Conduit Re’s gross written premiums increased nearly 5% in the first quarter of 2026 to more than $430 million as casualty lines increased 23.1% to $20.6 million and property and casualty lines increased 1% to $248.8 million, partially offset by a 4% decline in professional lines premiums to $71.8 million.
The reinsurer’s overall risk-adjusted rate change (net of claims inflation) for the first quarter was -5%, with property and casualty lines down 9%, specialty lines down 7% and casualty lines down just 1%.
Following the release of a strong set of financial numbers for the start of the year, we caught up with CEO Eckert, who emphasized that overall interest rate adequacy remains despite continued softness in market rates.
“Our main growth area is casualty and we do target certain priority clients who want to enter into mid- to long-term partnerships. Casualty is the segment where pricing remains strongest and we feel we can target specific opportunities within casualty accounts that we find attractive.
“So this is not a short-term, but a medium-term strategy of selective growth,” Eckert said.
Conduit Re was founded in late 2020, so it benefits from having no traditional casualty business on its books, which has caused some pain for some other insurers.
Conduit Re noted in its results announcement that competition in the casualty insurance segment has intensified slightly, although of course that may accelerate as the property market weakens further, a trend expected to continue at mid-year renewals.
“If the market softens at the highest levels, then it will inevitably trickle down to many categories. I wouldn’t say I think casualty is immune to that. Right now, it’s less soft than other categories. So what we’re doing is identifying the key priority accounts that we want to work with, and we’ve been able to develop new relationships and increase our share of existing relationships. But as I said, that’s part of a measured medium-term strategy,” Eckert said.
Regarding the specialty product portfolio, Eckert said continued geopolitical instability due to conflict in the Middle East, coupled with a doubling of reserves resulting from the Baltimore Bridge incident, could create attractive opportunities.
“It depends on the opportunities that arise. Accounts have shrunk by a very small amount, which is really a response to cycle management,” Eckert said.
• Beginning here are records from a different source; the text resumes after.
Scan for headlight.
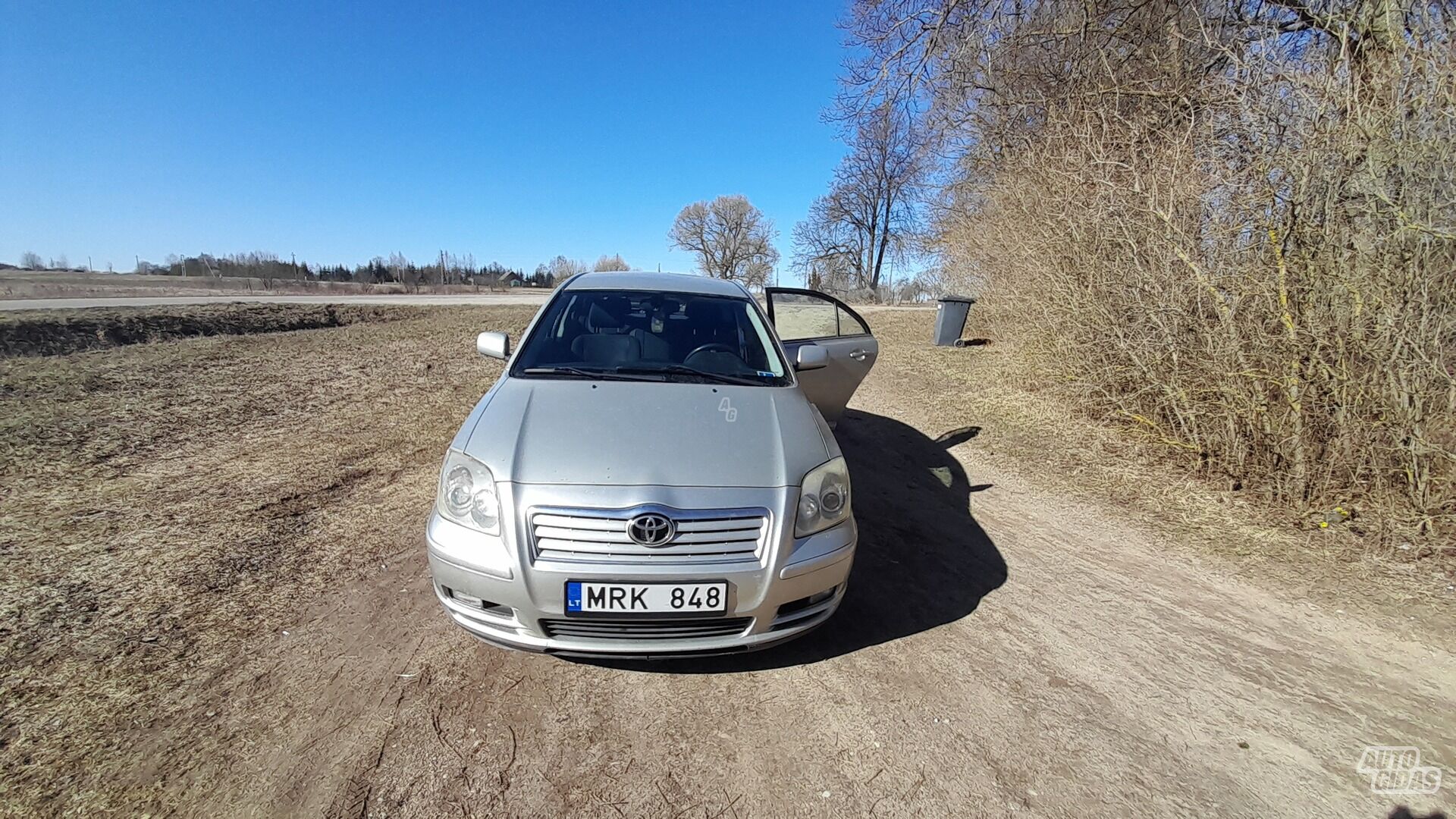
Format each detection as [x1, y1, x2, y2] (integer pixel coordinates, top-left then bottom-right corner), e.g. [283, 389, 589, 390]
[793, 457, 849, 538]
[435, 449, 500, 535]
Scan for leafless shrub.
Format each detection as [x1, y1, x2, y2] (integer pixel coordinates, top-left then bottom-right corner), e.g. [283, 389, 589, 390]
[852, 0, 1456, 538]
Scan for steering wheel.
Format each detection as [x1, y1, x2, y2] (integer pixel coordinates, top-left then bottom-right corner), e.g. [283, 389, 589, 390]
[682, 341, 738, 362]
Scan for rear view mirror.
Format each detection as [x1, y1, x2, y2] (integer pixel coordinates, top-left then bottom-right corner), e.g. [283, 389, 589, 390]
[475, 332, 511, 359]
[793, 344, 828, 372]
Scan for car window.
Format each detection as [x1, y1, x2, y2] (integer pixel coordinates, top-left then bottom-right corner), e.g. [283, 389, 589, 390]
[511, 290, 788, 384]
[836, 306, 869, 335]
[774, 293, 839, 341]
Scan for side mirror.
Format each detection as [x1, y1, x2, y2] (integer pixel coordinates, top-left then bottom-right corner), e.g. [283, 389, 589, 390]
[475, 332, 511, 359]
[793, 344, 828, 372]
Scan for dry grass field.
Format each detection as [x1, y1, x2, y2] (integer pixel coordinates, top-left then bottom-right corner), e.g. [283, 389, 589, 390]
[0, 306, 1456, 816]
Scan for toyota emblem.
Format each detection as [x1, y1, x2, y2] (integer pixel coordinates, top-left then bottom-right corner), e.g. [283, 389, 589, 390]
[628, 512, 677, 547]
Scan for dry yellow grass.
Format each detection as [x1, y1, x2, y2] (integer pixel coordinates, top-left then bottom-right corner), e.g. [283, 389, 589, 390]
[0, 307, 533, 813]
[0, 307, 1445, 814]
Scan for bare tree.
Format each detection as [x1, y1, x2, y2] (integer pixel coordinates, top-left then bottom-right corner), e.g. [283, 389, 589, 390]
[592, 253, 632, 272]
[537, 256, 588, 284]
[388, 252, 419, 293]
[793, 105, 924, 299]
[667, 194, 779, 287]
[842, 0, 1456, 538]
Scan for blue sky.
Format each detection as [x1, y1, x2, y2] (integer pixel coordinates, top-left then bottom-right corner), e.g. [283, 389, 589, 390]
[0, 0, 845, 281]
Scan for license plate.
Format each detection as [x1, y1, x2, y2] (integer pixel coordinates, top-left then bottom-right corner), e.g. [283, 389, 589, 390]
[566, 580, 728, 615]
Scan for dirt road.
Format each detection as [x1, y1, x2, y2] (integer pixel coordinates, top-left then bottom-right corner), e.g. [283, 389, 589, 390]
[0, 290, 551, 310]
[207, 334, 1456, 817]
[0, 307, 1456, 819]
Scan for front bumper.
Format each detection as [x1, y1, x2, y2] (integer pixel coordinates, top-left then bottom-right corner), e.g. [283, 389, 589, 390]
[425, 484, 858, 657]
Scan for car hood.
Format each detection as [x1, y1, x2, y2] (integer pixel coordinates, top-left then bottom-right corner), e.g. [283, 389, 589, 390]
[454, 378, 830, 487]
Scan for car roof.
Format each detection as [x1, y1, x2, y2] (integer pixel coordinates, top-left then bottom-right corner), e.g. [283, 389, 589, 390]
[565, 270, 748, 299]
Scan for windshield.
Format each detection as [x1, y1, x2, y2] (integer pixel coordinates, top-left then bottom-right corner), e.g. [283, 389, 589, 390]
[511, 290, 789, 386]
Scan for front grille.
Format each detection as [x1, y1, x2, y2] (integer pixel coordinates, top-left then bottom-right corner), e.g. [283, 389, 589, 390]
[541, 617, 753, 640]
[530, 507, 769, 566]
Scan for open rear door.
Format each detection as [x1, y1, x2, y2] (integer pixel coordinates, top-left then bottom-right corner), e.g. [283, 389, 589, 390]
[764, 287, 880, 425]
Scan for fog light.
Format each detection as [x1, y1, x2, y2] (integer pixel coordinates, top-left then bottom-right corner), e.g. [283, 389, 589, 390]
[450, 588, 485, 609]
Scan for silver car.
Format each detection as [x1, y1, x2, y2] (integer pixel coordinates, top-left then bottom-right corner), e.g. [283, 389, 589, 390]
[425, 272, 880, 657]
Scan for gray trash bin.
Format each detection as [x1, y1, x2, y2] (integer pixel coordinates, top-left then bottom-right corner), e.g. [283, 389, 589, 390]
[935, 296, 975, 347]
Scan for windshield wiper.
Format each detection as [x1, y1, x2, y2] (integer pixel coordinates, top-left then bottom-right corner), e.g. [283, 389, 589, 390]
[614, 364, 763, 386]
[521, 366, 667, 381]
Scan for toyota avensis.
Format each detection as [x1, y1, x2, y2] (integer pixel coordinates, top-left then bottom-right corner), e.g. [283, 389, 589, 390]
[425, 272, 880, 656]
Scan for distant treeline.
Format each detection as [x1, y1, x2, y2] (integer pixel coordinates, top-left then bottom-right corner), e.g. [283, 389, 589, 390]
[136, 252, 555, 288]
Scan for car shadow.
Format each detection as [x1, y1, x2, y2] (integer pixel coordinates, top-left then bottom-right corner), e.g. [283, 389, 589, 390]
[582, 410, 1006, 673]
In real estate, marginal growth was achieved in the first quarter of 2026, following a strong performance in late 2025, when Conduit Re was “slightly ahead of the curve” to protect itself from future market weakness. Eckert confirmed that we may see a slowdown in growth rates in the coming months.
As Conduit Re has grown since its inception, so has its use of retrocession, and the company is committed to strengthening its plans for the year ahead.
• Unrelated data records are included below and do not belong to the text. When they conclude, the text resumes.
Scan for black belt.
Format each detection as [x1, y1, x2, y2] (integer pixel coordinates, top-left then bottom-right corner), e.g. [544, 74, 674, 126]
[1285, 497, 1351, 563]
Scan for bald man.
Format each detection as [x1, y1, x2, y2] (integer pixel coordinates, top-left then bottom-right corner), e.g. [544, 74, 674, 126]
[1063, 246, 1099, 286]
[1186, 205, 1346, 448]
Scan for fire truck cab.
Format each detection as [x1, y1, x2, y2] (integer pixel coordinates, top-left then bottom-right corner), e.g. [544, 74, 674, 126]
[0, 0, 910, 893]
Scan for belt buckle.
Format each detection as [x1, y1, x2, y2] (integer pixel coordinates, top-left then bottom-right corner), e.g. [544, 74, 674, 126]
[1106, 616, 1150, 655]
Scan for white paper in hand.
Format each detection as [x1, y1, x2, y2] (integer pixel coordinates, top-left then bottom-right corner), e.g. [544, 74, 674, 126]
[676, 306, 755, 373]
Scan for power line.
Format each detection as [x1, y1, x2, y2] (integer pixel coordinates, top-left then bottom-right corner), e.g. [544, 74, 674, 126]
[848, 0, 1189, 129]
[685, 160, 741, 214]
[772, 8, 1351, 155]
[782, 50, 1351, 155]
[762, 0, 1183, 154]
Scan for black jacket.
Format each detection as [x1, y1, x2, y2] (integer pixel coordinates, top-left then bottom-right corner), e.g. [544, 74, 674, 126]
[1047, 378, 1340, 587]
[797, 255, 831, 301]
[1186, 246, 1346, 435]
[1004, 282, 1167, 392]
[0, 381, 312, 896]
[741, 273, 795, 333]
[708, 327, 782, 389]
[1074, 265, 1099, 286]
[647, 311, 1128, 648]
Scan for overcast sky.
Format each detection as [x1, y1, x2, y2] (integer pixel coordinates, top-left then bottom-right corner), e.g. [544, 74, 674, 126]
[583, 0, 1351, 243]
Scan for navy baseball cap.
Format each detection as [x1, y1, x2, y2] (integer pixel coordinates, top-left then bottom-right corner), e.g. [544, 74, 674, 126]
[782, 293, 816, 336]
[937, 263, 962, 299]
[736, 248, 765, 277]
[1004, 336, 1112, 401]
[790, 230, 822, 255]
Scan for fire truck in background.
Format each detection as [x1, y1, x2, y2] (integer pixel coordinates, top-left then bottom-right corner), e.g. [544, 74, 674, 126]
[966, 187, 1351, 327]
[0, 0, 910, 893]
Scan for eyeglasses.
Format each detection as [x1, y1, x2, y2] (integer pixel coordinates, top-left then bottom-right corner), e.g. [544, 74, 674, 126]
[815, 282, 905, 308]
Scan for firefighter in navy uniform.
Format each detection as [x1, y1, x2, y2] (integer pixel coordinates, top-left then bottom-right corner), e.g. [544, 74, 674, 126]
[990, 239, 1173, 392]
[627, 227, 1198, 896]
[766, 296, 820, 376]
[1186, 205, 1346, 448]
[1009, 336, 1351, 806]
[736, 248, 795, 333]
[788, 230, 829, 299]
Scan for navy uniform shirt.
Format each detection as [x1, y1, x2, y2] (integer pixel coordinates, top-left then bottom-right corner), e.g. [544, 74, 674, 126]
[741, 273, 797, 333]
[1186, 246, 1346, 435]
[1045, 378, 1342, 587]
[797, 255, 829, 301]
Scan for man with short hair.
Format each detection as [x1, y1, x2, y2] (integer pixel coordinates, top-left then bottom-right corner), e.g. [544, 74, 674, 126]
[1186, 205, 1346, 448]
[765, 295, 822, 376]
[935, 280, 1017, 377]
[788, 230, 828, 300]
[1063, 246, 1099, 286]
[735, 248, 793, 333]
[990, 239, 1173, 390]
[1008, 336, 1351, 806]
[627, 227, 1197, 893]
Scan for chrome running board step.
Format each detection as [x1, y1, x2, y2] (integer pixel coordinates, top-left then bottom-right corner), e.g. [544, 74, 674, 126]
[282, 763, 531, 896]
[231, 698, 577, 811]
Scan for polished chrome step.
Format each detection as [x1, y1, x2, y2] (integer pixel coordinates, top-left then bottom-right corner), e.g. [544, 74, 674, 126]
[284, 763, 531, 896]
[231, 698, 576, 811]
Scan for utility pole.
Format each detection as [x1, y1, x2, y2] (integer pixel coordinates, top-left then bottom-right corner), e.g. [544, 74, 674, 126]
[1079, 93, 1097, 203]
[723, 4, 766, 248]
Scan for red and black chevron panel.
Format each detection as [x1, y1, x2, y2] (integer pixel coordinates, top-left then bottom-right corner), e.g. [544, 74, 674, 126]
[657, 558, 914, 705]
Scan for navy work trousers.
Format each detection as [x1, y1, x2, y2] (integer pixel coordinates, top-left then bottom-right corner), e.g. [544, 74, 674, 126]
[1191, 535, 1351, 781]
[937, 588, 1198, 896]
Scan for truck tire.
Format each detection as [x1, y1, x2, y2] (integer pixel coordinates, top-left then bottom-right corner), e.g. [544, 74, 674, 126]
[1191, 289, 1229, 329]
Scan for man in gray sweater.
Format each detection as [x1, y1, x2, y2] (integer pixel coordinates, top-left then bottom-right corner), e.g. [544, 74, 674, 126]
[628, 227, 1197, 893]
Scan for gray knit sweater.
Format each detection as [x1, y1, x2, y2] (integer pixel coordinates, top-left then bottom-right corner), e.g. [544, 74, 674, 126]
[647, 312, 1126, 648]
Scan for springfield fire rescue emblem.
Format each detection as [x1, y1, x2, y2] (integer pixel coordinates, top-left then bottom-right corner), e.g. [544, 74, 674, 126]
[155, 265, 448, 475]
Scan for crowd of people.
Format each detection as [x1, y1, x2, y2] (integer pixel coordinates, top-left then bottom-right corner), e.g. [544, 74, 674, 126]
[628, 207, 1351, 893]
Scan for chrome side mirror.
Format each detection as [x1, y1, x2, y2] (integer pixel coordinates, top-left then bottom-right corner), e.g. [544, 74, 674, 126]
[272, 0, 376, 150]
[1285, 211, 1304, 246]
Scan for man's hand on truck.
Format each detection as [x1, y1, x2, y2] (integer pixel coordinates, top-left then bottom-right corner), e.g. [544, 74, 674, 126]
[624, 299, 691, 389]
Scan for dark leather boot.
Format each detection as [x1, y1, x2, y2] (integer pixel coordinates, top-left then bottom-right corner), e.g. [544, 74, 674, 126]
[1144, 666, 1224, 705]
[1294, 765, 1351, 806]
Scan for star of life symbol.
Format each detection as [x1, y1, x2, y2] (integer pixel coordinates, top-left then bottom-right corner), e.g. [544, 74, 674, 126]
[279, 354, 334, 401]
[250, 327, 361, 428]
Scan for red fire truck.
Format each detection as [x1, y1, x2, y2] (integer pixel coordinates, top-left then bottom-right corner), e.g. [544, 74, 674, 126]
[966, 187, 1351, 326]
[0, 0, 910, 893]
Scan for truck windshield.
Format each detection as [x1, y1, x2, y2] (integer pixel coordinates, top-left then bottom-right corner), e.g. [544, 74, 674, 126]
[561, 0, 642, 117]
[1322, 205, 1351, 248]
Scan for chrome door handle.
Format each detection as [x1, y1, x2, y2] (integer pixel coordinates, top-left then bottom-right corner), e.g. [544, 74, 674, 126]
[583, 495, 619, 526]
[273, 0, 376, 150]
Eckert explained: “I’m very happy with our program, we set up a significant overall tower of accounts, both secondary risk and primary risk. We’re getting better value out of it. I say value because it’s not about rates, it’s about value and getting a good program. So, again, I’m happy with that. There’s plenty of capacity in the vintage market and it’s behaving in line with the rest of the reinsurance market.”
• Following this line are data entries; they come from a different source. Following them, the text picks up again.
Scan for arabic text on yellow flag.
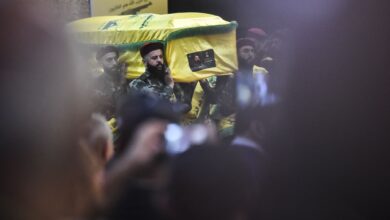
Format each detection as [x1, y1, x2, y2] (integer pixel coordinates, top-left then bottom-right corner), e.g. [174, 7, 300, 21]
[69, 13, 237, 82]
[91, 0, 168, 16]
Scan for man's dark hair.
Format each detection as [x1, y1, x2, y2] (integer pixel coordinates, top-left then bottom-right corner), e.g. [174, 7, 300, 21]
[115, 94, 178, 156]
[96, 46, 119, 60]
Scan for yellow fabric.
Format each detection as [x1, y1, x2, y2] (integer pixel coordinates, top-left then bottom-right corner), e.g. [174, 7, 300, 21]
[165, 32, 237, 82]
[69, 13, 237, 82]
[107, 118, 118, 133]
[90, 0, 168, 16]
[183, 83, 204, 124]
[253, 65, 269, 75]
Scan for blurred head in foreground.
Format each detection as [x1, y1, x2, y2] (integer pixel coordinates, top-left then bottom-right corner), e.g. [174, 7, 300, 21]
[0, 1, 88, 219]
[116, 94, 178, 156]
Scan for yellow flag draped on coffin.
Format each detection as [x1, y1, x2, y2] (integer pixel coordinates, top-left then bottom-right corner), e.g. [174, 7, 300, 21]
[69, 13, 237, 82]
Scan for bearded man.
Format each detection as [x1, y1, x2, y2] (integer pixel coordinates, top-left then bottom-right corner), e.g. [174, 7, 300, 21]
[129, 43, 174, 101]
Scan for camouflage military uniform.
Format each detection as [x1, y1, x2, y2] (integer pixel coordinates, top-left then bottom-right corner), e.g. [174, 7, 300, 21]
[129, 71, 174, 101]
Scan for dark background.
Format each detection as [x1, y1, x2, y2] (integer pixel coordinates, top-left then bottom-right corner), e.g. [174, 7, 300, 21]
[168, 0, 286, 35]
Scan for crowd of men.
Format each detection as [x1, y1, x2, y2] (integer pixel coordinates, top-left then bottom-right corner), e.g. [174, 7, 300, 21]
[93, 25, 282, 143]
[0, 0, 390, 220]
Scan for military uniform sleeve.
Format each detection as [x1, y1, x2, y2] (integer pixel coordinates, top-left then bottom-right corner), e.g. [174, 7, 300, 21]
[160, 86, 173, 100]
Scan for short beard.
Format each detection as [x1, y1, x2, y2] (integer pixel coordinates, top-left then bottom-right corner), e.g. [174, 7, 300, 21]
[146, 64, 166, 82]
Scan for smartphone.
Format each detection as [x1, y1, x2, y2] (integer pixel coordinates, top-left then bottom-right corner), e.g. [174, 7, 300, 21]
[164, 123, 209, 155]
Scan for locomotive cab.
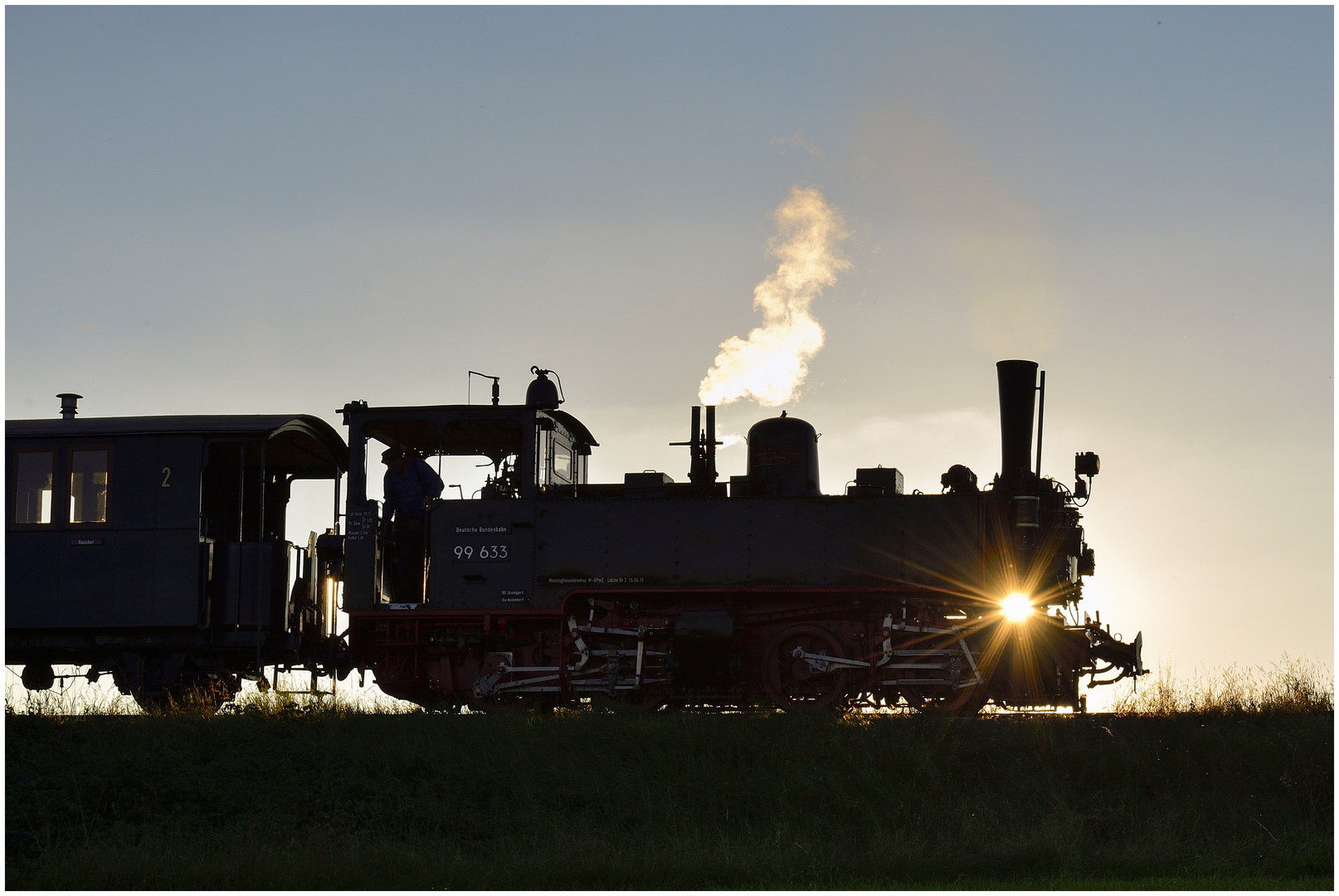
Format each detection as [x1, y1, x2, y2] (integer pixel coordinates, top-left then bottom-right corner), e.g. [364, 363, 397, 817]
[342, 402, 597, 610]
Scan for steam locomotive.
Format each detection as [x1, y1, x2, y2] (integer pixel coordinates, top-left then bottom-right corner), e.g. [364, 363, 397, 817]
[5, 360, 1145, 713]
Looking ahead, Eckert told Reinsurance News that progress in the second quarter would continue from the first, with the addition of Stephen Postlewhite as chief underwriting officer and Nicholas Shot as chairman, non-executive director, as well as three new non-executive directors, a “very positive” move for the reinsurer.
“We continue to stabilize and strengthen the business from the top down,” Eckert said.